Boletines Oficiales de Defensa que arrancan en enero y terminan en octubre de 2010 refieren en densas páginas, a doble columna, los miles de bienes que se desperdigaron al Castillo de Figueras, al parador Nacional de Cardona, al Instituto Municipal de Historia o al Museo de Arte de Barcelona... Leer hoy la fría descripción de bienes irrepetibles ligados al sacrificio y esfuerzo de tantas personas, causa desasosiego. ¡Montjuïc albergaba la mejor colección de armas blancas de Europa! Es muy curioso que ninguna de estas órdenes ministeriales venga firmada por la Ministra de turno sino por su Director General de Relaciones Institucionales uno de los «comisarios políticos» que han nutrido frecuentemente el Ministerio de Defensa. No cita el Boletín lo perdido, lo reclamado, lo desviado. Se borraba de un plumazo lo aportado por los Aviadores de la República que nos depositaron todo lo que les quedaba de recuerdo y honor; se perdieron los archivos de los Regimientos pirenáicos que tantos servicios prestaron al orden público en Cataluña. ¿Qué les podemos decir hoy a estas gentes que confiados dejaron parte de su alma entre aquellos muros? Llegó a tanto el fanatismo del borrar huellas que incluso una placa de agradecimiento a Fecsa/Endesa que en el año 2000 iluminó de forma altruista la montaña, fue retirada.

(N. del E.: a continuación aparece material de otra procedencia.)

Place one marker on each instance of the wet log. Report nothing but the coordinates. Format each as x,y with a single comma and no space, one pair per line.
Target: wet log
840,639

Bien sé que el momento no es el más oportuno para reivindicar el Museo . Pero también sé quien intenta tender puentes, como sé quien fue cobarde, quien mintió, quien no se ha atrevido siquiera a contestar cartas. Lo políticamente correcto no deja de ser muchas veces falta de coraje.

Conozco la casta de quienes están dispuestos a resistir, porque la razón que les empuja es noble, sin el menor ánimo de lucro, sin mas interés que el de servir. Y se que la sociedad barcelonesa, un día reaccionará.

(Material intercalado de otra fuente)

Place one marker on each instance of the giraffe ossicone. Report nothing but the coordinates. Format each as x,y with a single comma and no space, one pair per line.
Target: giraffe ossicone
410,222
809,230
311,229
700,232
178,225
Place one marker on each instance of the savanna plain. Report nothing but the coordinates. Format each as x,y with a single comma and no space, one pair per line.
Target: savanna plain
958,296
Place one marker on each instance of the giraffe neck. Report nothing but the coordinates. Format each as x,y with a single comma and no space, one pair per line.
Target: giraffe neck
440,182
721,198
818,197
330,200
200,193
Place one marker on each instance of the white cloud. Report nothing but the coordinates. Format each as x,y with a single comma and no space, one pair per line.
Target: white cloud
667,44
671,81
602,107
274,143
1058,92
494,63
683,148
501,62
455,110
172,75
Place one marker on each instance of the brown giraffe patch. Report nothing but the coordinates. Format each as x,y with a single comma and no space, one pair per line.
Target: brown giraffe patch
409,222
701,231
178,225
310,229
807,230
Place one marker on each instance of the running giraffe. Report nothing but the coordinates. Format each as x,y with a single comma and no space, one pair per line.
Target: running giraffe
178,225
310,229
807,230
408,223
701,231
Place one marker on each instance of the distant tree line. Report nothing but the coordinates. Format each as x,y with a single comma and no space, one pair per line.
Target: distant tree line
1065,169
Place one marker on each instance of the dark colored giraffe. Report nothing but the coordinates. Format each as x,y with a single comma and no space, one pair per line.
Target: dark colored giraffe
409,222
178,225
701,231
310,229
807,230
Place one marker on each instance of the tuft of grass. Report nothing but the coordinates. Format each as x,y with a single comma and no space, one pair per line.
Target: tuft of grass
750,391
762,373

Lo percibía el pasado domingo 22 de Enero en el propio Montjuïc en una mañana fría de invierno. La chiquillería hacía funcionar las hirientes sirenas de ambulancias y coches policiales. Una espectacular catalana, Miss Mundo 2015, entregaba premios y juguetes a unos niños, –enormes ojos– admirados ante su presencia. Pensaba en todo lo que se pierde. En como unos políticos puedan pensar que borrando huellas, suprimiendo la palabra guerra como pretendió un ministro, no habrá más conflictos. Ya lo intentó alguien con la palabra cáncer.

¡Gracias Amics del Castell! No seré yo quien os deje en la estacada. Y ya lo conocéis: quien resiste vence.